A PRIA single arm clinical trial has demonstrated that the protein farnesyltransferase inhibitor, Lonafarnib, ameliorates some aspects of cardiovascular and bone disease in this syndrome. The current trial sought to further disease outcomes by additionally inhibiting progerin prenylation using pravastatin and zoledronic acid on top of Lonafarnib in 37 participants with the Progeria syndrome. Results showed that the composite primary study outcome of increased rate weight gain and decreased carotid artery echodensity was achieved. Overall, participants experienced increased bone density, size, and structural properties. However, unlike the PRIA single arm Lonafarnib monotherapy trial, mean carotid-femoral pulse wave velocity and mean carotid artery adventitial echodensity were not improved. In addition, rates of carotid and femoral artery plaques and extraskeletal calcifications all increased.

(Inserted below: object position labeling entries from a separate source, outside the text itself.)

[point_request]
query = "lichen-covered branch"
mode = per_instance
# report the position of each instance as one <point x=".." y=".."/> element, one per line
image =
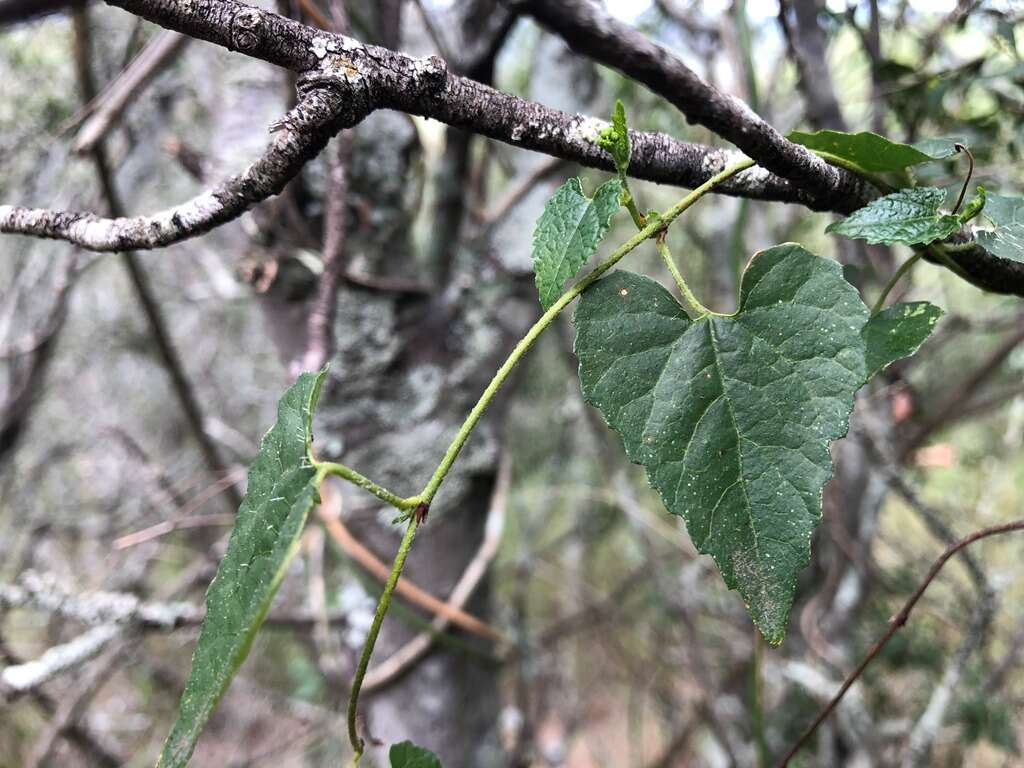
<point x="591" y="31"/>
<point x="345" y="80"/>
<point x="297" y="137"/>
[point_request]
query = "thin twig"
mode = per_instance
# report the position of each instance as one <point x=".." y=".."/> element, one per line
<point x="895" y="624"/>
<point x="159" y="327"/>
<point x="108" y="108"/>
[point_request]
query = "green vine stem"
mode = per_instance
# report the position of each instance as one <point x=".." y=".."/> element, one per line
<point x="903" y="269"/>
<point x="651" y="229"/>
<point x="422" y="502"/>
<point x="340" y="470"/>
<point x="757" y="701"/>
<point x="368" y="648"/>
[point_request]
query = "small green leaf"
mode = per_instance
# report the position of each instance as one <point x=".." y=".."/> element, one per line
<point x="731" y="416"/>
<point x="868" y="151"/>
<point x="568" y="231"/>
<point x="282" y="492"/>
<point x="973" y="207"/>
<point x="909" y="216"/>
<point x="408" y="755"/>
<point x="898" y="332"/>
<point x="1007" y="241"/>
<point x="615" y="139"/>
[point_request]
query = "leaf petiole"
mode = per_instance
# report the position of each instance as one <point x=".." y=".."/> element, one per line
<point x="340" y="470"/>
<point x="653" y="228"/>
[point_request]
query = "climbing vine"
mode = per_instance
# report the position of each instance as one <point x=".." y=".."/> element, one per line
<point x="729" y="414"/>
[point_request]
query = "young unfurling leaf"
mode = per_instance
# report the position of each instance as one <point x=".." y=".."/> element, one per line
<point x="615" y="139"/>
<point x="909" y="216"/>
<point x="568" y="232"/>
<point x="872" y="153"/>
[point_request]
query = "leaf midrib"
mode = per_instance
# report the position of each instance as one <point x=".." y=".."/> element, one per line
<point x="739" y="437"/>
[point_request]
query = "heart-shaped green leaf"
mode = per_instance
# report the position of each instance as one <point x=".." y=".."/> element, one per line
<point x="731" y="416"/>
<point x="282" y="492"/>
<point x="872" y="153"/>
<point x="909" y="216"/>
<point x="408" y="755"/>
<point x="1007" y="241"/>
<point x="568" y="231"/>
<point x="898" y="332"/>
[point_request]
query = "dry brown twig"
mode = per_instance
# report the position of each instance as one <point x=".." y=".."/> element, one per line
<point x="895" y="624"/>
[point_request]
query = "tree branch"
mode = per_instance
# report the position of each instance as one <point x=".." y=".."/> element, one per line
<point x="345" y="80"/>
<point x="297" y="138"/>
<point x="589" y="30"/>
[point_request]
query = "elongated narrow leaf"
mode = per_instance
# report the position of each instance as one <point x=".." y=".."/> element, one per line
<point x="867" y="151"/>
<point x="408" y="755"/>
<point x="568" y="231"/>
<point x="1007" y="240"/>
<point x="281" y="494"/>
<point x="731" y="416"/>
<point x="898" y="332"/>
<point x="909" y="216"/>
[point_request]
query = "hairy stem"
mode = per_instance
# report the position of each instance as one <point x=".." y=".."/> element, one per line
<point x="422" y="502"/>
<point x="375" y="628"/>
<point x="340" y="470"/>
<point x="651" y="229"/>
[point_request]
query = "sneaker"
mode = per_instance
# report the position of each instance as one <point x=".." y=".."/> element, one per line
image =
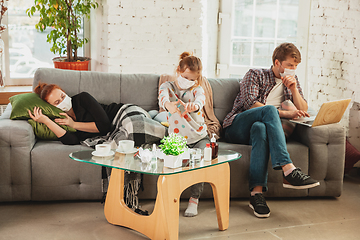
<point x="299" y="180"/>
<point x="258" y="204"/>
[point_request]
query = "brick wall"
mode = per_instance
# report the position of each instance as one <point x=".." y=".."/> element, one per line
<point x="333" y="58"/>
<point x="147" y="36"/>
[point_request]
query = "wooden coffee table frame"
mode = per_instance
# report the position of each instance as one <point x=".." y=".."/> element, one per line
<point x="163" y="223"/>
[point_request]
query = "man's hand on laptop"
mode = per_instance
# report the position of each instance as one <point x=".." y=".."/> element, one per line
<point x="293" y="114"/>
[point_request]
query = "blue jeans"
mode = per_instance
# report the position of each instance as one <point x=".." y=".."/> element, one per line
<point x="261" y="128"/>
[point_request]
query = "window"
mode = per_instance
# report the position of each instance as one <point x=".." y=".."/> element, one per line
<point x="26" y="49"/>
<point x="251" y="29"/>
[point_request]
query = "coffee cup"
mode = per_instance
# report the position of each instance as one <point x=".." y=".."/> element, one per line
<point x="126" y="145"/>
<point x="103" y="149"/>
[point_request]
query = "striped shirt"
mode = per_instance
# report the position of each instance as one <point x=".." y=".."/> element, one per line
<point x="255" y="87"/>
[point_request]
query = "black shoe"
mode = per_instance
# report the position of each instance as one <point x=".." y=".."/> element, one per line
<point x="299" y="180"/>
<point x="258" y="204"/>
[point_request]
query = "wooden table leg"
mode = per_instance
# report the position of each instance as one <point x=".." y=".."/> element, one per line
<point x="163" y="223"/>
<point x="117" y="213"/>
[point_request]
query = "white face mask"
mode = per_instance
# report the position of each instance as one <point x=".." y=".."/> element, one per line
<point x="65" y="105"/>
<point x="184" y="83"/>
<point x="288" y="72"/>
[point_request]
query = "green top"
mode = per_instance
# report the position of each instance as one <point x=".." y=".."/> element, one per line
<point x="130" y="163"/>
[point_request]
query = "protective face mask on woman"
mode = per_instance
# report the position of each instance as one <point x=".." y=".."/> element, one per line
<point x="184" y="83"/>
<point x="65" y="105"/>
<point x="288" y="72"/>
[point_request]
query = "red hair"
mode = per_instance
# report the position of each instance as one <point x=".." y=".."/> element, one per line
<point x="44" y="90"/>
<point x="188" y="60"/>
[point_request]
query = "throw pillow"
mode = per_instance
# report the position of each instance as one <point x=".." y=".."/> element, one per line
<point x="43" y="132"/>
<point x="21" y="103"/>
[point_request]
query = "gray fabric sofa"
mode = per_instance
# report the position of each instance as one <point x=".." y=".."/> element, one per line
<point x="42" y="170"/>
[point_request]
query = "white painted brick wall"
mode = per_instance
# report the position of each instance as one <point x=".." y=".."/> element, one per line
<point x="147" y="36"/>
<point x="334" y="64"/>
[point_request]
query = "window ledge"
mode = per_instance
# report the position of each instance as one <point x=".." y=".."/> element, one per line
<point x="9" y="91"/>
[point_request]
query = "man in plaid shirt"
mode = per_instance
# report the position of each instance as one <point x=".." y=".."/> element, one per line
<point x="255" y="120"/>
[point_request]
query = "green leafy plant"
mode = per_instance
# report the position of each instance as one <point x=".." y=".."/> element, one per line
<point x="173" y="144"/>
<point x="65" y="18"/>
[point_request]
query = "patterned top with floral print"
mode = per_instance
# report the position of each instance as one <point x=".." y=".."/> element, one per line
<point x="192" y="126"/>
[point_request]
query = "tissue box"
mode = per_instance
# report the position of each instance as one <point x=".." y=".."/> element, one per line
<point x="172" y="161"/>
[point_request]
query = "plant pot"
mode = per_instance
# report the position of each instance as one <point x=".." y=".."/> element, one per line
<point x="172" y="161"/>
<point x="81" y="65"/>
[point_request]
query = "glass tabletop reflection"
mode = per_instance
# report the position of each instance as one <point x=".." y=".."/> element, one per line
<point x="131" y="162"/>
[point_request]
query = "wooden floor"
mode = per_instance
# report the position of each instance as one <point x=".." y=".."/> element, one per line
<point x="300" y="218"/>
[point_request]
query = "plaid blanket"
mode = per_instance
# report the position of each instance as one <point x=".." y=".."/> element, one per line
<point x="131" y="122"/>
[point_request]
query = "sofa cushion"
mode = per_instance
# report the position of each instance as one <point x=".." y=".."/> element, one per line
<point x="21" y="103"/>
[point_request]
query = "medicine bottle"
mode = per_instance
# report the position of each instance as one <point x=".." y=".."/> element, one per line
<point x="214" y="147"/>
<point x="207" y="152"/>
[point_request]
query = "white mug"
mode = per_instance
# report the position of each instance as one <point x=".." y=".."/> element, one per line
<point x="103" y="149"/>
<point x="126" y="145"/>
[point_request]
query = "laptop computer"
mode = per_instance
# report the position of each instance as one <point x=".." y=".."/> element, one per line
<point x="330" y="112"/>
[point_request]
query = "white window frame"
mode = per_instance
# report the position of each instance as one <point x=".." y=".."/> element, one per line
<point x="224" y="67"/>
<point x="29" y="81"/>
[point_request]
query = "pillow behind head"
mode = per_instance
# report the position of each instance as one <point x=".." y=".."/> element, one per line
<point x="43" y="132"/>
<point x="21" y="103"/>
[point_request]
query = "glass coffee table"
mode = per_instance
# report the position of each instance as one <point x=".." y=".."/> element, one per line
<point x="163" y="223"/>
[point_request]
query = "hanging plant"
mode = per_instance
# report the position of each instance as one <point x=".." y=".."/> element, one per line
<point x="65" y="18"/>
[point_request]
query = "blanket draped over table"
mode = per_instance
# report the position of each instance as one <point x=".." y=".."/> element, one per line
<point x="131" y="122"/>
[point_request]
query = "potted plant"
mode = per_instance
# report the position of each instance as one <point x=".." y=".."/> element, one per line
<point x="174" y="149"/>
<point x="65" y="18"/>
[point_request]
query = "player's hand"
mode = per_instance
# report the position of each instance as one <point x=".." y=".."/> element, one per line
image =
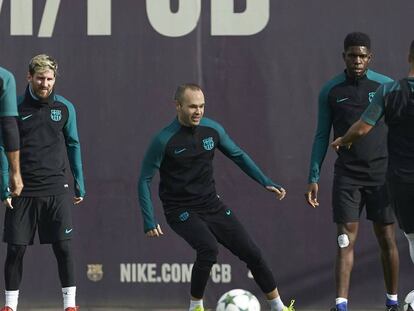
<point x="77" y="200"/>
<point x="280" y="193"/>
<point x="16" y="184"/>
<point x="7" y="203"/>
<point x="337" y="143"/>
<point x="156" y="232"/>
<point x="311" y="195"/>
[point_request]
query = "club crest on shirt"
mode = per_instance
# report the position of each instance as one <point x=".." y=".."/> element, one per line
<point x="371" y="96"/>
<point x="56" y="115"/>
<point x="208" y="143"/>
<point x="95" y="272"/>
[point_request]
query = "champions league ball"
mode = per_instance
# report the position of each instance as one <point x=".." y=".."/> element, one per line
<point x="238" y="300"/>
<point x="409" y="301"/>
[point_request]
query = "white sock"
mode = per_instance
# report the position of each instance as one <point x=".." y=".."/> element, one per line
<point x="69" y="297"/>
<point x="392" y="297"/>
<point x="12" y="296"/>
<point x="410" y="238"/>
<point x="195" y="303"/>
<point x="276" y="304"/>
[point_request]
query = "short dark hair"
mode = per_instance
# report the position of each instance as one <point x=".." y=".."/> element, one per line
<point x="41" y="63"/>
<point x="178" y="96"/>
<point x="357" y="39"/>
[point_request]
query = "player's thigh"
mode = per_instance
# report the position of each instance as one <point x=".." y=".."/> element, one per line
<point x="231" y="233"/>
<point x="55" y="218"/>
<point x="194" y="230"/>
<point x="378" y="205"/>
<point x="402" y="201"/>
<point x="20" y="222"/>
<point x="346" y="201"/>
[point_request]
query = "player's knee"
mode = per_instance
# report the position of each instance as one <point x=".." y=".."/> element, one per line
<point x="62" y="249"/>
<point x="208" y="252"/>
<point x="410" y="237"/>
<point x="15" y="252"/>
<point x="343" y="240"/>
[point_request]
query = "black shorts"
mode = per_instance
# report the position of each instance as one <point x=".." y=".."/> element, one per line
<point x="402" y="200"/>
<point x="348" y="201"/>
<point x="216" y="225"/>
<point x="51" y="215"/>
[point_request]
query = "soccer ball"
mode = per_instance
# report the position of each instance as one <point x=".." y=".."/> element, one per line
<point x="238" y="300"/>
<point x="409" y="301"/>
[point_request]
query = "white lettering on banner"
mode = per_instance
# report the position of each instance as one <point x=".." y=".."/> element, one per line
<point x="224" y="21"/>
<point x="49" y="18"/>
<point x="172" y="24"/>
<point x="168" y="273"/>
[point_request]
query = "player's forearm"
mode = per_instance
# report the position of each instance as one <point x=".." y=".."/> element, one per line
<point x="10" y="133"/>
<point x="13" y="158"/>
<point x="357" y="130"/>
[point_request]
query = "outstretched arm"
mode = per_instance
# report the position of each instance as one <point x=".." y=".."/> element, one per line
<point x="150" y="166"/>
<point x="70" y="132"/>
<point x="357" y="130"/>
<point x="243" y="160"/>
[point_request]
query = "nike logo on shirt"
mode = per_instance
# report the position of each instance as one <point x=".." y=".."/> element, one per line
<point x="26" y="117"/>
<point x="178" y="151"/>
<point x="340" y="100"/>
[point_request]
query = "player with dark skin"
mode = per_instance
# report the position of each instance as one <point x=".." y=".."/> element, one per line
<point x="357" y="59"/>
<point x="392" y="101"/>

In summary, compared PRIA Lonafarnib monotherapy treatment, additional bone mineral density benefit, but likely no additional additional cardiovascular benefit was obtained with the addition of pravastatin and zoledronic acid. The authors concluded that since increased bone fracture is not a disease feature, the addition of a combination of statin and biphosphonate to Lonafarnib therapy is not recommended for clinical treatment of Progeria syndrome. However, it is reasonable to consider statins if concurrent lipid abnormalities need to be treated.


This paper is accompanied by an excellent editorial by Dr. Francis Collins, who describes our journey in seeking a cure for this rare disease of Progeria.
The fourth paper is by first author, Dr. Grisenti and corresponding author Dr. Tilley from Lewis Katz School of Medicine, Temple University in Philadelphia, and colleagues who aimed to better understand the role of leukocyte expressed beta-2 adrenergic receptors in regulating immune cell responses to acute cardiac injury. The authors achieved this aim by studying wild type mice who were irradiated, and then transplanted either with isoform specific beta adrenergic receptor knock out bone marrow, or wild type bone marrow. These chimeric mice, after full reconstitution then underwent myocardial infarction surgery.


Results showed that immune cell specific beta-2 adrenergic receptor expression was essential to the repair process following myocardial infarction. In the absence of beta-2 adrenergic receptors, vascular cell adhesion molecule-1 expression was increased in leukocytes, inducing their splenic retention following injury, and leading to impaired scar formation, followed by rupture and death. Splenectomy partially restored the beta-2 adrenergic receptor deficient leukocyte infiltration into the heart, but gene therapy to rescue the leukocyte beta-2 adrenergic receptor expression completely restored all injury responses back to normality.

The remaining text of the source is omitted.